Layton raises spectre of ‘ credit card’ health care
The Conservatives and Liberals are both driving Canada toward a profitbased system of “ American-style medicine” that will soon have people using credit cards instead of health cards, federal NDP leader Jack Layton said Sunday.
“Neither Liberals nor Conservatives will stop the dramatic growth of private health care,” Layton said as he wrapped up a weekend of B. C. campaigning with a pre- breakfast speech at the Floata restaurant in Vancouver’s Chinatown.
“Both Liberals and Conservatives will make people pay more,” he said. “You’ll use your credit card instead of your health card to get service.”
When pressed by reporters after his speech, Layton softened his stance slightly, saying he is not necessarily against private clinics such as Vancouver’s Copeman Healthcare Centre, but rather that he wants to ensure public money is not used to support them.
“What happens with people in the privacy of their own relationship financially, that’s up to them,” Layton said.
“Our concern is that if you begin to take public health care dollars and put them into for-profit operations, you’re bleeding away money to stockholders and speculators and the people that buy and sell corporations.”
In an interview with The Vancouver
Sun, Layton attacked Conservative leader Stephen Harper’s plans for reducing waiting times.
“I have studied Mr. Harper’s plan and I don’t see any proposals there as to actually how he is going to reduce them,” Layton said.
“He’s simply said ‘they shall be reduced’ as though the Red Sea shall part because he has said so,” he added.
Last week, Harper announced a plan to fast-track the Liberal government’s plan for waitinglist benchmarks. He said that if elected, he would make provincial governments that couldn’t meet those benchmarks pay for patients to be transported to jurisdictions where the services are available.

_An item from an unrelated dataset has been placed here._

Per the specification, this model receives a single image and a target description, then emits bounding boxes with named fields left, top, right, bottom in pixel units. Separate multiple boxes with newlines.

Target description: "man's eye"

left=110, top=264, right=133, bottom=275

Layton said he thinks this means Harper likely plans to funnel public money into private clinics.
“When you read between the lines it looks like what he is getting at is that public dollars could then be diverted to some of these private for-profit operations as a way of reducing wait times but he doesn’t quite want to come out and say it.”
Layton also said he believes B. C. voters are frustrated with the current government, and should consider the NDP as an alternative.
“ I think people in British Columbia ... are far enough away from Ottawa they can kind of look at what goes on in our federal government with a certain kind of distance and a healthy cynicism,” he said.
He said B. C. could be an important battleground for his party, but was unwilling to say how many seats he thinks the NDP can pick up in the Jan. 23 election.
Layton would also not say whether he is running to form the next government or just to build a stronger opposition.
“I’m running to get as many NDP members as possible,” he said. “If the people send a sufficient number of our members there, then we will play a certain kind of role,” he added. “I’m certainly prepared to play that kind of role, whatever it is.”